(CNN)An artist in Australia has just revealed a new mural depicting New Zealand Prime Minister Jacinda Ardern hugging the relative of a victim in the mass shootings in March at two mosques in Christchurch, New Zealand.
A painter has revealed an 80-foot mural of New Zealand's prime minister comforting woman after mosque attacks
The mural shows the two figures towering across a silo in the suburb of Brunswick, on the northern edge of Melbourne, Australia. It's 25 meters tall, or just over 80 feet, according to SBS News.
The photo of Ardern embracing a woman in a hijab at Christchurch's Kilbirnie Mosque has previously been projected on landmarks throughout the world, including on Dubai's Burj Khalifa, the world's tallest building.
Through GoFundMe, organizers raised 11,506 Australian dollars (about $7,920 USD) which covered art supplies, along with costs to fly artist Loretta Lizzio to Melbourne and lodge her family while she was painting. After clearing their $11,000 goal in a single day, the organizers said they donated the extra funds to a Christchurch victims fund in New Zealand.
The campaign organizers wrote that the image of Ardern wearing a hijab and embracing the woman had "become a beacon of tolerance, love and peace in these divisive times." They said they wanted "this message, this moment in time, remembered. We want to learn from it, we want it to hold us up, to strengthen us."

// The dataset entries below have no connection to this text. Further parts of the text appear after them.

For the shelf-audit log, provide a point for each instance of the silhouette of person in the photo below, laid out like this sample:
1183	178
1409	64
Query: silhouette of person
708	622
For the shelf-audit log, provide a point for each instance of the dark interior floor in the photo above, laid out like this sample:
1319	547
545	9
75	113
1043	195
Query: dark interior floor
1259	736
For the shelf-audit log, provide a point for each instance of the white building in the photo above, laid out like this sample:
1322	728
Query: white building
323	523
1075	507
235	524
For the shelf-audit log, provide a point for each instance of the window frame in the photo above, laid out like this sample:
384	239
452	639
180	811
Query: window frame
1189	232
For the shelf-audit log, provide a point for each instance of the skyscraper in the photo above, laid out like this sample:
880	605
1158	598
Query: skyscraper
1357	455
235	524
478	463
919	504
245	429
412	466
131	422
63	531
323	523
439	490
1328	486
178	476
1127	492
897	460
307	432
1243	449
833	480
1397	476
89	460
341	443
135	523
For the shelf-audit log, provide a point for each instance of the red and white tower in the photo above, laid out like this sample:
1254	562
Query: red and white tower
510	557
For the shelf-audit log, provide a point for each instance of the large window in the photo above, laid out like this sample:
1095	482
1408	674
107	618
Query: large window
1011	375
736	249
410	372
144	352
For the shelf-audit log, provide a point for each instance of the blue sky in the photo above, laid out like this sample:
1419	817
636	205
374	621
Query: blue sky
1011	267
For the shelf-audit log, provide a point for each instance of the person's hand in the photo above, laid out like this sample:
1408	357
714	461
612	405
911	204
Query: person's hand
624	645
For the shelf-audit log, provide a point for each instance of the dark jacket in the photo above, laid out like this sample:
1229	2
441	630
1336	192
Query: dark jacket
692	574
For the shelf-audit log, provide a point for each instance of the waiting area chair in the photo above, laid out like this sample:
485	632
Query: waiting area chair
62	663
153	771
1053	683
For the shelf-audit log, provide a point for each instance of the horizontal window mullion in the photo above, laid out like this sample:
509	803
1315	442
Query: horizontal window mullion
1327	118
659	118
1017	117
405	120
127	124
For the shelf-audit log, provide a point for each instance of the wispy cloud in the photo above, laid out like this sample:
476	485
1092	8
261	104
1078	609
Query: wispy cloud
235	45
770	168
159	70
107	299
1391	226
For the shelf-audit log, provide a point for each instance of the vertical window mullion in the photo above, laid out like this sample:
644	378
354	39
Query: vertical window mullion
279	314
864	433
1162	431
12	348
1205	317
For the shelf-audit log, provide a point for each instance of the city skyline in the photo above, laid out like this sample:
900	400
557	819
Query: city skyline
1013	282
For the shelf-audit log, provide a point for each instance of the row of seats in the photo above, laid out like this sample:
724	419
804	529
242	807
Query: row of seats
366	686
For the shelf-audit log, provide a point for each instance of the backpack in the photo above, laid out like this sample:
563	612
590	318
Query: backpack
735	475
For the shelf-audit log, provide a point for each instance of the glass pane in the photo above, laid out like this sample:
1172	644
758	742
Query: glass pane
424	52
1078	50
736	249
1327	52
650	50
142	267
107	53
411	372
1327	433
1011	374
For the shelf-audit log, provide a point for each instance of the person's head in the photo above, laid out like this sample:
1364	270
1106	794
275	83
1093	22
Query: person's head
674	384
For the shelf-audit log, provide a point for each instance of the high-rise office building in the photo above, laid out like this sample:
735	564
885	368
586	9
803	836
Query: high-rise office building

The donations came from the public and the mural is on a privately owned land. But in depicting a foreign leader in an Australian town, the mural generated pushback from nearly 15,000 who signed a Change.org petition to stop the painting and put up something Melbourne-related instead.
Lizzio has painted murals and exhibited her artwork around the world, including in the US, Canada, Australia, and the Netherlands, her website says.
Posting on Instagram, Lizzio credited photographer Hagen Hopkins for "his incredible photograph to reference from," offering him a "massive thank you."
She told CNN affiliate 7 News the mural "celebrates a moment of unity and compassion."
A previous version of this story incorrectly spelled Prime Minister Jacinda Ardern's name.